Parkinson’s Disease: An intestinal hypothesis
Could the cause of Parkinson’s Disease possibly lie in the intestines? A recent study on mice provides more information concerning this hypothesis. It shows how proteins travel from the intestines and are deposited in the brain.
According to a recent study, Parkinson’s is caused by proteins in the intestines. This hypothesis has been discussed for 15 years and has yet to be confirmed. Current experiments, however, provide new insights.
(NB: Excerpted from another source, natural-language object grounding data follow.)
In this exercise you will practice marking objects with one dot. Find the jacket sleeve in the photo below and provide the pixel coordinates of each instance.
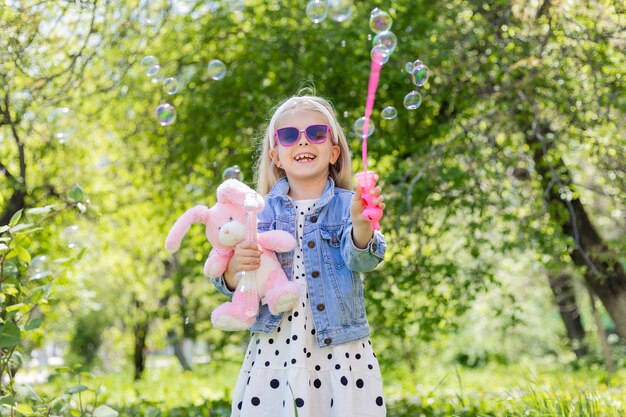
(362, 260)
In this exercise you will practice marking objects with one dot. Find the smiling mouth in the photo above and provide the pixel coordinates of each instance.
(304, 158)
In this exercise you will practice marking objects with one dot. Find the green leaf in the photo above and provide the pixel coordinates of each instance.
(7, 399)
(34, 324)
(10, 335)
(24, 409)
(20, 227)
(76, 389)
(76, 194)
(104, 411)
(40, 210)
(27, 392)
(18, 307)
(15, 219)
(22, 253)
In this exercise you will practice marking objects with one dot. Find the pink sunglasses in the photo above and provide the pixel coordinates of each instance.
(289, 136)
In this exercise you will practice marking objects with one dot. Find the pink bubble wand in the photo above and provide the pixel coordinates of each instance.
(367, 179)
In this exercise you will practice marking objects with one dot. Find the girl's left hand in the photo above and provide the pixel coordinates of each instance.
(357, 206)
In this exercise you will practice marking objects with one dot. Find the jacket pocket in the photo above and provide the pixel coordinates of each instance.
(359, 300)
(331, 245)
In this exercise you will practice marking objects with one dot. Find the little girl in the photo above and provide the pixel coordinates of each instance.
(316, 359)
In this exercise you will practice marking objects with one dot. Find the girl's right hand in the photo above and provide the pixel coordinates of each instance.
(247, 257)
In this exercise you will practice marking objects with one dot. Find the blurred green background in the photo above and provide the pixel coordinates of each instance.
(503, 291)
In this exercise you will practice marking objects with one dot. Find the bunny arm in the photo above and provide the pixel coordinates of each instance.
(277, 240)
(197, 214)
(217, 262)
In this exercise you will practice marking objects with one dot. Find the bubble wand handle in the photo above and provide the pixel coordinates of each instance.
(249, 285)
(367, 179)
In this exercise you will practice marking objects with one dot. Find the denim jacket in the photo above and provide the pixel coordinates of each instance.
(332, 263)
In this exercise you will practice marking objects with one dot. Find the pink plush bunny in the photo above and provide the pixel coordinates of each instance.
(225, 228)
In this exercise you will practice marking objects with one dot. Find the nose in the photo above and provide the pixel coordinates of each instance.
(303, 140)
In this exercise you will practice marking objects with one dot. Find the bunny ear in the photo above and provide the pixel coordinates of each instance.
(234, 192)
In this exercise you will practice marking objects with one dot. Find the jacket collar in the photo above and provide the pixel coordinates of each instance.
(281, 188)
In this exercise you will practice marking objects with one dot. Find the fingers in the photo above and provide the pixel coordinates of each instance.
(379, 198)
(247, 256)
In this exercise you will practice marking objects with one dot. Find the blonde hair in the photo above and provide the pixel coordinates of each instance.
(267, 173)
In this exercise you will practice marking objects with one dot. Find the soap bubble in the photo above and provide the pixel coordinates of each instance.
(165, 114)
(340, 10)
(380, 21)
(358, 127)
(380, 54)
(419, 73)
(233, 172)
(39, 267)
(70, 235)
(387, 39)
(149, 61)
(216, 69)
(389, 113)
(317, 10)
(170, 85)
(61, 124)
(413, 100)
(153, 70)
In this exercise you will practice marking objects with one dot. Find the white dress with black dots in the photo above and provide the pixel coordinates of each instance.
(287, 370)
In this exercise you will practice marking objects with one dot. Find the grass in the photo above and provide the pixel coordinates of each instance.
(529, 389)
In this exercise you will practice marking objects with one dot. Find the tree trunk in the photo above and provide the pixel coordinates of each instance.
(141, 334)
(15, 204)
(604, 273)
(565, 298)
(178, 350)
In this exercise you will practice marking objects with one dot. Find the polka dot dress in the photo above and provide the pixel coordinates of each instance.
(287, 371)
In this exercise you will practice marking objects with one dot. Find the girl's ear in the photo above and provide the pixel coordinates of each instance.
(274, 157)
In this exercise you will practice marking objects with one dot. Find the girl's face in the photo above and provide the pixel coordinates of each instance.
(304, 160)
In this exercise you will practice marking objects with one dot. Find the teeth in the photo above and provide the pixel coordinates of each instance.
(307, 157)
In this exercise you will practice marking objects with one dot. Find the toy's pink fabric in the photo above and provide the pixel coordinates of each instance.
(225, 228)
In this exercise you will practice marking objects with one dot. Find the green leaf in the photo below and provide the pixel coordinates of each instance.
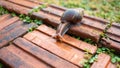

Proteins take the path of the vagus nerve
Neurologists and scientists at the Institute for Cell Engineering at the John Hopkins University School of Medicine in Baltimore injected recombinant Alpha-Synuclein into the walls of the stomach and duodenum of mice. Several months later, the researchers were able to find the protein in the mice’s brains. The injection also caused a Parkinson-like disease. The scientists suspected that the proteins reached the brain via the vagus nerve. When the researchers severed the nerve, no deposits were found in the brains and the mice remained free of the disease. Deposits of this protein are a part of so-called Lewy-Bodies, which can be found in the brains of affected patients. As a result, we can assume that Alpha-Synuclein plays a central role in the pathogenesis of Parkinson’s.
So the study shows that Alpha-Synuclein can travel from the gut into the brain, however, it is not yet confirmed as the cause of Parkinson’s disease. Older studies show that the protein can also go the other way – i.e., from the brain to the intestines. The next step is to find out how this process is even set in motion.